Vancouver-based Anosh Irani, who was in Chennai last month for The Hindu Lit for Life, talks to Naveena Vijayan on why he switched countries, his work and his favourite pick.

“Books helped me realise what literature was; my family helped me realise what storytelling was,” says Anosh Irani, as he makes the audience realise the craft which he used to weave his works — The Cripple and His Talismans, Dahanu Road, The Song of Kahunsha to name a few.

Bridging the gap

Away from the spotlight, he sports a smile as he signs his books. “Without Bombay and India, I wouldn’t be a writer,” he says when asked about his days in India, where he spent the first 24 years of his life before moving to Canada to pursue a career in writing. “I wouldn’t have any stories to tell,” he adds. His works come out mainly as snapshots of his childhood spent in Bombay .

“What Canada gave me was the distance — not only geographical, but also the perspective of being away from Bombay.”

According to Irani, place should matter the least for a storyteller. “It’s all about writing a good story and how good a novelist you are,” he says.

“When I open the album I see pictures of coffins — finger coffins, arm coffins, toe coffins. It surprises me how much I do not know about this city. Tomorrow I might meet a midget who is ten feet tall, a butcher who sells newborn babies, a boxer who works as an anaesthetist in a hospital by knocking patients senseless.”

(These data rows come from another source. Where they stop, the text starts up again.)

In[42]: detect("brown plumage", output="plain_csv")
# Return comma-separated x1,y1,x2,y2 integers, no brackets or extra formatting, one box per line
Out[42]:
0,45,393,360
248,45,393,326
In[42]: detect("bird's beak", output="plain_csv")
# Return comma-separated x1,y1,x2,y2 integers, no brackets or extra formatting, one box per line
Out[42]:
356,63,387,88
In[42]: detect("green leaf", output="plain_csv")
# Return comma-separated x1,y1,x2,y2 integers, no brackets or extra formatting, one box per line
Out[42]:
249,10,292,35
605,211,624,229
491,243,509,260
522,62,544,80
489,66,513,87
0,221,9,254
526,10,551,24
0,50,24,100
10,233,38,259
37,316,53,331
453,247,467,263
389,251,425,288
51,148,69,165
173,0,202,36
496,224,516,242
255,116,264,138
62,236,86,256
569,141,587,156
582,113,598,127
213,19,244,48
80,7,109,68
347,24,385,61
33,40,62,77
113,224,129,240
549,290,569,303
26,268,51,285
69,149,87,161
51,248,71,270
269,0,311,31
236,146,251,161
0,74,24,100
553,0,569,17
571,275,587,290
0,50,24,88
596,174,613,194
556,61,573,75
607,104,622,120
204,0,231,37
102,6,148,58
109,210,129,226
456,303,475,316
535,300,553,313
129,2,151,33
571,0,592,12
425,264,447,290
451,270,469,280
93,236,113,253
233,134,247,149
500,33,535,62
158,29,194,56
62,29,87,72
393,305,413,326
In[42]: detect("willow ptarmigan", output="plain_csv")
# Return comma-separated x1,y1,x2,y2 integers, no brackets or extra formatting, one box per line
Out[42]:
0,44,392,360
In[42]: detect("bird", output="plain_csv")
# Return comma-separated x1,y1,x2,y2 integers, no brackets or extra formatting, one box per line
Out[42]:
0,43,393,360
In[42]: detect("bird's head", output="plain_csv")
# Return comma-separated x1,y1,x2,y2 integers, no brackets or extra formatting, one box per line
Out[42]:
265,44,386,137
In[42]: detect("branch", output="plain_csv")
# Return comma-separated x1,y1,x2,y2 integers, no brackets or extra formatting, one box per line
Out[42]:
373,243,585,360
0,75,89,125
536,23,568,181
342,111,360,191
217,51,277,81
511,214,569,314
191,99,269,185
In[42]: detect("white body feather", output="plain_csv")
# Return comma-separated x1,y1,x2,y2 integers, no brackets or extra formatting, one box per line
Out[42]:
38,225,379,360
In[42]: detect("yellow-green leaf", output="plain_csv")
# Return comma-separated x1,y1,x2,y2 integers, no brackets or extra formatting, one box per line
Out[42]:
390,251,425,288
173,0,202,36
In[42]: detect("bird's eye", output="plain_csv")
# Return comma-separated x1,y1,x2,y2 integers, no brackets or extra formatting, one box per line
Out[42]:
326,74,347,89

These lines from his novel, The Cripple and his Craftsmen, seem to portray a gruesome picture of Bombay. Irani waves off such thoughts with a careless smile as he says, “It’s a work of fiction. There is no question of portraying Bombay in a good or bad light.” This takes one back to the comment he made during an earlier session. He had said, “Books that make you feel good are bad.” Not surprising that his description attracts readers in vast numbers today.

His take

Having received several awards and been nominated for many others, he holds dear the idea of award ceremonies for literary fiction. “Visibility,” he says pointing at the shelves full of books short-listed for The Hindu Literary Prize, “is vital for any writer. Awards are important to get audience.” However, when asked about his favourite pick from the shortlist, he dodges the question with a smile and instead says, “When one writer wins, four others don’t and your heart goes out to them.”